Joburg youth culture, challenging porn’s boys’ club, celebrating the power of female friendships, and all hail our ‘imperfect’ bodies
Seattle photographer Ashley Armitage’s Photoshop free images and wise words are always welcome on Dazed. A two finger salute to the people who just can’t seem to get their heads past the fact that women grow hair, come in a range of shapes and sizes and freely bleed on the reg. This past month she shared stretch marks, scars, spots and more with us, explaining, “I create images of the female body because historically these images have been controlled by men. We were always the painted and not the painters. I'm trying to take back what's ours and explore what it means to have a body that has always been defined by a male hand.”
New York-based photographer and director Nadia Bedzhanova shared a very personal project with us this month where she recorded late night texts with her long-distance lover, including shots of her shacked up all alone in a hotel room abroad due to work commitments. Riffing of the idea that longing and loneliness can vanish with the click of a button, she told us, “The theme of an e-generation with their e-relationships interests me a lot. Time and space shrinks, you feel that the person across the ocean is closer to you than a person who is right next to you.”
Breaking down teen bravado on an estate in south London, Sophie Green trailed a group of boys living in Tooting. Capturing a softer side to the young friends, wrapped in sportswear and bathed in afternoon sunlight, she told us, “Britain is full of surprises; there are amazing things happening in every corner of this country, you’ve just got to go out and find it.”
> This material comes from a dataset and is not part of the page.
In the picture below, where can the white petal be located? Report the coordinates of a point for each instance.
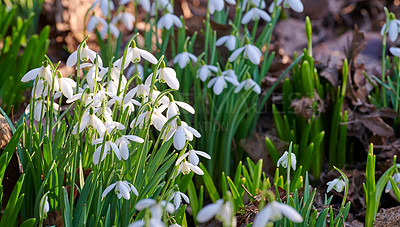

Elevating the selfie into an artform, Michele Bisaillon’s photography features meticulously arranged mirrors amongst a series of everyday props – like flowers and cats – playing with the notion that “nothing is quite what it seems”. Taking inspiration from Labyrinth and Michael Jackson (a winning combination), she told us, “The media is consistently producing digitally altered imagery and in response to that I want to create images that are organic and unedited. My goal is to remind myself and others that there is always something missing from the picture; another side to the story.”
Dream trio Eleanor Hardwick, Rachel Hardwick and Chrissie White team up on their new book Celestial Bodies – the result of a three month long trip around the US, where the artists explored the connection between the female form and the stars, moons and planets. “Hopefully we are opening up the idea of the female body being an essential part of nature, and not as something to be sexualised or objectified, but as an extraordinary, almost alien phenomenon,” Rachel Hardwick told us.
Soweto-born photographer captured Joburg youths growing up amongst the hangover of South Africa’s apartheid. Singing, dancing, kissing, drinking: these striking black and white shots remind us that our experiences of being young are often universal, no matter where in the world you are.
When it comes to porn women are often seen to exist in front of the camera, rather than behind it. Following in the footsteps of pioneers like producer/director Candida Royalle and modern day trailblazers like director Erika Lust, Jacques is the magazine challenging the industry’s boys’ club. An erotic publication for the feminist generation; no retouching, no fake tans, no bleached blonde hair.
Photographer Visvaldas Morkevicius’s out of focus and on the run shots of Vilnius gave us a glimpse into the Lithuanian capital’s party scene. With shots peppered with bloodied knees, smashed windscreens, abandoned party favours, the lensman explained, “If we talk about Vilnius, it’s a town with all the benefits of a capital, so you can find everything here. From parties with five stages in a skate park to an old gay club in the basement with cheap drinks and a blowjob room (funny that everybody just smokes and chats there, I never saw anyone using it for its intended purpose), you can go to goth parties or just drink till 11am at Mars bar. In summer usually there’s up to three music festivals every single weekend, so all parties go out of Vilnius to the woods”.
Female friendships are something of an enigma; powerful connections that can last a lifetime, or, at times, no longer than a week. Last month, French photographer Ophelie Rondeau cast her lens across women of “different colours, shapes and sizes”, resulting in a dreamy series titled The Girls. She told us: "My inspiration comes from my own life and memories, and by random things I see, hear and read everyday. My works reflect my perception of friendship, love and natural beauty in girls I meet."
In the early 80s, photographer Anita Corbin took this image at London’s Blitz Club. For some reason it was unseen until now, but she was kind enough to share it with us on Dazed, along with its story. On the club’s atmosphere she recalled: "You could feel that power as you walked through the doors – London's art, music and fashion scene all rolled into one glorious experience!"